À l’issue du match, l’entraîneur des gardiens de la Nationalmannschaft, Andreas Kopke, s’était frappé la poitrine : "Tout s’est passé comme je le prévoyais, on n’avait rien laissé au hasard". Ses informations, l’ancien gardien de l’Olympique de Marseille les avait trouvées dans une base de données de l’entraîneur néerlandais Huub Stevens, qui comportait les résultats de 13 000 penalties, et il les avait transmises à Lehmann par le biais de ce papier arraché sur un bloc-notes du Schlosshotel de Berlin. "Il n’y avait rien sur ce bout de papier", avait tenté de démythifier sur FIFA.com Juan Román Riquelme, qui était sorti à la 72ème minute et n’avait pas participé à la séance. "Le but était juste de retarder la séance et de faire croire à nos joueurs qu’ils savaient où on allait tirer. C’était très malin".

Cambiasso tombe dans le panneau
Lehmann se défend : "J’ai noté les noms des joueurs argentins le jour-même. On jouait l’après-midi et j’ai tout préparé le matin", assure-t-il, même s'il reconnaît que le papier "était très difficile à lire". Klose indique n’avoir jamais vu le contenu de l’antisèche et ne s’est jamais rendu au musée pour le découvrir, mais il ne doute pas de son importance. "C’est tout Jens, ça. Il adorait regarder des vidéos de tirs au but, analyser le placement des pieds des frappeurs et voir où ils frappaient lors des matches importants".

Sur les sept noms écrits au crayon par Lehman - Riquelme, Crespo, Heinze, Ayala, Messi, Aimar et Maxi Rodríguez -, seuls deux se sont retrouvés aux 11 mètres. Le gardien a suivi strictement ses notes et repoussé celui d’Ayala. Il a récidivé face à Maxi Rodriguez, mais n’a rien pu faire face à la belle frappe du milieu de terrain. Sur la quatrième tentative argentine, le score affichait 4:2 et l’Albiceleste était éliminée en cas d’échec. "Esteban Cambiasso ne faisait pas partie de la liste", se souvient Lehmann. Mais il était dans sa tête, qu’il avait stimulée à force de se gaver de vidéos. "Il avait joué à l’Inter Milan contre Villarreal pour la Ligue des champions. Je ne savais pas comment il frappait les penalties, mais en voyant ce match, j’ai commencé à identifier les trajectoires avec lesquelles il se sentait le plus à l’aise".

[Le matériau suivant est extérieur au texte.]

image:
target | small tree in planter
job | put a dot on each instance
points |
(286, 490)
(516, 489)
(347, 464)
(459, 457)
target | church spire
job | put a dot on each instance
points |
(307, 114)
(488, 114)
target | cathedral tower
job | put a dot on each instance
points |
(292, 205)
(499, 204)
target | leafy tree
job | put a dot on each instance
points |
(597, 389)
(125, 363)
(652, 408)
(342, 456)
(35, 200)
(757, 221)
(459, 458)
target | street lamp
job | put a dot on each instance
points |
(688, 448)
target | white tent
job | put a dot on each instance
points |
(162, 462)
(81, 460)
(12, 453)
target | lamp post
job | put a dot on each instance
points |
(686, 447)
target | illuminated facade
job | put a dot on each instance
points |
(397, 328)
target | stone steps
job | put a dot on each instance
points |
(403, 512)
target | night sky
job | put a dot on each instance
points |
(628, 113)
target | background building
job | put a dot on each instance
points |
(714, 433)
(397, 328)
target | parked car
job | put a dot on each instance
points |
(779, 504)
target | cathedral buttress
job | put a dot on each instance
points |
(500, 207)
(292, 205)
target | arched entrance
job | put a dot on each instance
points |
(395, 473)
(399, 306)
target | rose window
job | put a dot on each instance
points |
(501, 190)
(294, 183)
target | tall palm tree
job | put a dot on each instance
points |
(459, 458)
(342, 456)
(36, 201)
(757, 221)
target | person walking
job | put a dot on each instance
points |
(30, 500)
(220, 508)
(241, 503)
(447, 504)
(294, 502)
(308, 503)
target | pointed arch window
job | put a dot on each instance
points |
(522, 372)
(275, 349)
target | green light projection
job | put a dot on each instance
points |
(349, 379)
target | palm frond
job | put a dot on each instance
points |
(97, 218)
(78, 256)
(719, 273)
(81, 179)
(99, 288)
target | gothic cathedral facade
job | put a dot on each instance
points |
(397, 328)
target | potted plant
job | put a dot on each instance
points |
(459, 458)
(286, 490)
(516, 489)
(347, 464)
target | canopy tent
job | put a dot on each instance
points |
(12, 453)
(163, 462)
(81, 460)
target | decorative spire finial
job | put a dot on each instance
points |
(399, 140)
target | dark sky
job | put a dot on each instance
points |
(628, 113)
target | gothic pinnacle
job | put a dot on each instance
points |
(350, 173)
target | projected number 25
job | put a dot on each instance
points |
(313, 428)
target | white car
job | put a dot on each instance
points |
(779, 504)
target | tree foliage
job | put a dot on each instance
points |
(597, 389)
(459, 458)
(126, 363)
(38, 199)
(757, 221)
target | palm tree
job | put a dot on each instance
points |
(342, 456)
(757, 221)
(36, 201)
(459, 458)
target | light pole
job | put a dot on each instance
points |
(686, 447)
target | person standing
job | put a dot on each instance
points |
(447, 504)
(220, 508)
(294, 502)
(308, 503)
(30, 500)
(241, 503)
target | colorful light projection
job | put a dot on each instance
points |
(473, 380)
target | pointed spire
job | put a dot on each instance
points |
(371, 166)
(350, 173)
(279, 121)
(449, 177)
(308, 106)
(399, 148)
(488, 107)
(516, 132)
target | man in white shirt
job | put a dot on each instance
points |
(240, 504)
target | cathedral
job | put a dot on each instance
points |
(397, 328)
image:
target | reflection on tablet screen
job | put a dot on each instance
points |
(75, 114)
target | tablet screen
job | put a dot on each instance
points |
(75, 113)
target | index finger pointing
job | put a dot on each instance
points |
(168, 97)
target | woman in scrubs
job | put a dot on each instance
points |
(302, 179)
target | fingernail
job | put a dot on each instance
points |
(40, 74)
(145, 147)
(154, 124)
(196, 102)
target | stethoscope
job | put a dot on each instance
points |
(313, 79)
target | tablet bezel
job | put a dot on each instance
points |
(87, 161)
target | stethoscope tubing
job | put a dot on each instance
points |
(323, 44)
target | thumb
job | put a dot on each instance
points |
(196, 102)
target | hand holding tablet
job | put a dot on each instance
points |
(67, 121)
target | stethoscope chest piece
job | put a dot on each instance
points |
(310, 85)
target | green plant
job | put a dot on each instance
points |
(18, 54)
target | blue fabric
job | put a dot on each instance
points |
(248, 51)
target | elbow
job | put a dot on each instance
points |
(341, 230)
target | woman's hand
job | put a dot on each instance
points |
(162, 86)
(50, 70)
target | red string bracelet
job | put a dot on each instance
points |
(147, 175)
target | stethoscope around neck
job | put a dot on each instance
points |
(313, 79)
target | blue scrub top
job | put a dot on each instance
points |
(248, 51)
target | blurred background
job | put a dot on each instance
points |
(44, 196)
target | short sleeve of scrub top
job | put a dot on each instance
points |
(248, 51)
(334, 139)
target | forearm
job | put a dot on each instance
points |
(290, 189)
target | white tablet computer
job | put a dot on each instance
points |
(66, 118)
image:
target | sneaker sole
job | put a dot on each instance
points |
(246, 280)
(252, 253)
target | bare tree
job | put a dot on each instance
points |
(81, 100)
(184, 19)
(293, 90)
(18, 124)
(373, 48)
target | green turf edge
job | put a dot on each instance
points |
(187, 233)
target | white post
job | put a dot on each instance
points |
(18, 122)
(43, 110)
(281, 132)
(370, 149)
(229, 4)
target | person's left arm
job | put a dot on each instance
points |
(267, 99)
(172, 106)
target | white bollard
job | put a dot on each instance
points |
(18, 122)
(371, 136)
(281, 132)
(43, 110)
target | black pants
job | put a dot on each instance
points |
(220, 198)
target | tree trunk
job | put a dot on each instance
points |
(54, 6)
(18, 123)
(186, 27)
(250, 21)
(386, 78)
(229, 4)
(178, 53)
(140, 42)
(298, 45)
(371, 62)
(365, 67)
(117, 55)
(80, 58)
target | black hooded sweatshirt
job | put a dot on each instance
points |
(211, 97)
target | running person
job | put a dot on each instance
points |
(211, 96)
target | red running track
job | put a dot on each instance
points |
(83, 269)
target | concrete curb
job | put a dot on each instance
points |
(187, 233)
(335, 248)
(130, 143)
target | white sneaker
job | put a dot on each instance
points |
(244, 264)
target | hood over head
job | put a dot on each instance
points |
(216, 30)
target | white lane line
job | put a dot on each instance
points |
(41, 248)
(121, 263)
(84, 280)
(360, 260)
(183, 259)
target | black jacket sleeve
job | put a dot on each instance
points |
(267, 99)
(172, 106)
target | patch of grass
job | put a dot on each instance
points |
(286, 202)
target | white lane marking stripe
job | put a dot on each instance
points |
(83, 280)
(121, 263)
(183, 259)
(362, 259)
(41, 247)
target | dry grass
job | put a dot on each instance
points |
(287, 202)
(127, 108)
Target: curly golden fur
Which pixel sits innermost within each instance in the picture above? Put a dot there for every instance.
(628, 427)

Sönke Wortmann, réalisateur allemand, accorde un certain crédit à la théorie de la terreur psychologique chère à Riquelme. Il tournait à l’époque Allemagne, un conte d’été, documentaire basé sur l’équipe de Jürgen Klinsmann, ce qui lui a permis d’assister au jeu de rôle du portier depuis les premières loges. "Lehmann ne pouvait rien trouver sur ses notes qui lui permette de savoir ce qu’allait faire Cambiasso. Pourtant, le bout de papier a joué son rôle parce que Lehmann a pris le temps de le consulter, de bien l’étudier, de secouer la tête, comme s’il savait ce qu’il avait à faire".

Depuis 2000, l’Allemagne avait perdu dix matches et décroché six nuls face aux grandes puissances du football mondial. "On a un bilan très favorable aux tirs au but, on peut se qualifier sans gagner", avait annoncé Oliver Kahn avant la rencontre. Lehmann a joué avec le bout de papier, il a perturbé l’esprit de Cambiasso et arrêté le tir au but. Et l’Allemagne s’est offert le luxe de fêter une victoire après 60 ans de complexes. Une raison suffisante, comme l’explique Hoffmann, pour que dans "un musée consacré non pas au football mais à l’histoire de la République fédérale d’Allemagne", on puisse exposer ce bout de papier "particulièrement intéressant".